The medical staff consisted of obstetricians, pediatricians and various other medical doctors with a wide array of specialties.
While many of the Home and Hospital's residents' families aided financially in their stay, no female was denied admittance because of an inability to meet such costs.
As demand grew in the late 1940's, an expansion became inevitable as the capacity of the Home and Hospital was deemed inadequate by Salvation Army staff, and in December 1952, an expansion of the facility was completed. This new addition included 30 beds, a laboratory and delivery room equipment.

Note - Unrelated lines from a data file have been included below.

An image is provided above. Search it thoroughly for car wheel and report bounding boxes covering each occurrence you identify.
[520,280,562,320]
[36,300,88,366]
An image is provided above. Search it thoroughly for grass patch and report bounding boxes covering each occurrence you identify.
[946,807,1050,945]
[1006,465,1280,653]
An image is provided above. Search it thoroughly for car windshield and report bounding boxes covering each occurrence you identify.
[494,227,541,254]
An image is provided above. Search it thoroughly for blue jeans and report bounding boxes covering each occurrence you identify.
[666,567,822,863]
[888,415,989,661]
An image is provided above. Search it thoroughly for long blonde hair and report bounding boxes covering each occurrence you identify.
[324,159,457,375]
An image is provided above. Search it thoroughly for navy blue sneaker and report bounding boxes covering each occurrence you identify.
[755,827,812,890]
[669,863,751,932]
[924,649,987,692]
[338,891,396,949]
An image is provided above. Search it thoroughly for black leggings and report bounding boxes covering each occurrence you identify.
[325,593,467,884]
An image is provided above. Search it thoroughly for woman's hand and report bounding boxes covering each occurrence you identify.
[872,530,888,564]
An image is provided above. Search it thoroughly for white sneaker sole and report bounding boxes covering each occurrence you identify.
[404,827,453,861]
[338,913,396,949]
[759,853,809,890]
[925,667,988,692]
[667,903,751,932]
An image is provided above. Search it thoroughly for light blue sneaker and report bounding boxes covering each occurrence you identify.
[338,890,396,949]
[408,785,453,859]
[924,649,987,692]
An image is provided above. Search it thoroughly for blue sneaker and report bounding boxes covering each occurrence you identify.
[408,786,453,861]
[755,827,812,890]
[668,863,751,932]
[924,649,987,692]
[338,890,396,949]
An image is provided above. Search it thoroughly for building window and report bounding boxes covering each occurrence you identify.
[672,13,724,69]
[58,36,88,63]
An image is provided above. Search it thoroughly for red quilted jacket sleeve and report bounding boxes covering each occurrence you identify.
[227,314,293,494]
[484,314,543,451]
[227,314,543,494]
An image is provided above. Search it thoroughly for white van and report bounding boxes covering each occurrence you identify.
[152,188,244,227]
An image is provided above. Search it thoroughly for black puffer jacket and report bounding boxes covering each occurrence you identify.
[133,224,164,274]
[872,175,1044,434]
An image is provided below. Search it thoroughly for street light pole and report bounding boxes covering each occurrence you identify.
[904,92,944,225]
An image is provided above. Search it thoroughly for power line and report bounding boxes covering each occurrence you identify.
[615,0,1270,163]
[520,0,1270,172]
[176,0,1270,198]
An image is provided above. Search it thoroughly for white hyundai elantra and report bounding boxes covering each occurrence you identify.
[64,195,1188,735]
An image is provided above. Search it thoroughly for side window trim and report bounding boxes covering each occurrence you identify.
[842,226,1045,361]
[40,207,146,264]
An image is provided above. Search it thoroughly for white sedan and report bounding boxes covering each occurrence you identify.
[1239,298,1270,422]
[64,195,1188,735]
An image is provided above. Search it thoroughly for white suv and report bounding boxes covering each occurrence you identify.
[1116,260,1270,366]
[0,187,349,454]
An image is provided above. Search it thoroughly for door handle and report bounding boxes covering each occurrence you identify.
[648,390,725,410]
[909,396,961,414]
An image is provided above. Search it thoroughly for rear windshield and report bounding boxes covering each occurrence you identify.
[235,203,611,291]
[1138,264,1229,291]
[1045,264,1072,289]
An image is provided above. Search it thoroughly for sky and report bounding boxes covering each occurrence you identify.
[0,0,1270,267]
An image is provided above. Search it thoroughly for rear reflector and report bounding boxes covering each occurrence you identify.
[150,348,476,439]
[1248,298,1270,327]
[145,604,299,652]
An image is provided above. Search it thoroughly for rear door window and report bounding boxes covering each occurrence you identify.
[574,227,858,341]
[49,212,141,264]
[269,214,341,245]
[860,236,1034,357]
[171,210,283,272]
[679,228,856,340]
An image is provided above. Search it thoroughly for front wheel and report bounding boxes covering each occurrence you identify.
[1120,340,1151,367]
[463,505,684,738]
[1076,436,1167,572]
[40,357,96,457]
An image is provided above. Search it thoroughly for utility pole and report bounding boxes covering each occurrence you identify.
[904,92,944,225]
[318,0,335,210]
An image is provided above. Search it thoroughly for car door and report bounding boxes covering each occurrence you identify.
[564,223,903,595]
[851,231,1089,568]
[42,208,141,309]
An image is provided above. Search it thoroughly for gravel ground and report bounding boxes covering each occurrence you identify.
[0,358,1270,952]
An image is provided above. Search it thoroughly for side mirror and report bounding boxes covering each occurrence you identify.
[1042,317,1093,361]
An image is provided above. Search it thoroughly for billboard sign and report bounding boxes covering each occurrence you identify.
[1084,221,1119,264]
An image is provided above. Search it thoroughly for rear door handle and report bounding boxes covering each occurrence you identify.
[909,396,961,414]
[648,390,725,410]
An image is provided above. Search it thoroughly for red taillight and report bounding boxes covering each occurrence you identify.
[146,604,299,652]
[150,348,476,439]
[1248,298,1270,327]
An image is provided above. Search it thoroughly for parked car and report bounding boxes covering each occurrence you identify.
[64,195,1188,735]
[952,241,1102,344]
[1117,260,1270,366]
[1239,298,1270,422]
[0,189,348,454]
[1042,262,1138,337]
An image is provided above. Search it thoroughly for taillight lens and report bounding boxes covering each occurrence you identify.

In the 1950's, The Salvation Army operated 34 maternity homes nationwide and the Richmond home was widely considered by Salvation Army officials to be one of the best.
During that time, the median age of an Evangeline Booth Home and Hospital resident was 18, with some as young as 14 and as old as 34, and many of the children born, around 75%, would be placed with an adoption agency upon discharge.
The Salvation Army did not place children for adoption, but would assist in referring the mother to a licensed adoption agency, should that be the mother's personal wish.
In 1968, the delivery and nursery departments at the Evangeline Booth Home and Hospital were closed, but the home continued to operate as a maternity care home until 1973, when a shift in society's views surrounding unwed mothers and numerous other factors caused the home to close its doors and its services were consolidated with the Home and Hospital in Birmingham, Alabama.
During the course of its 50 years in operation, the Evangeline Booth Home and Hospital served an estimated 3,294 women from throughout Virginia and West Virginia.
The Salvation Army internationally still operates 41 homes for women and babies.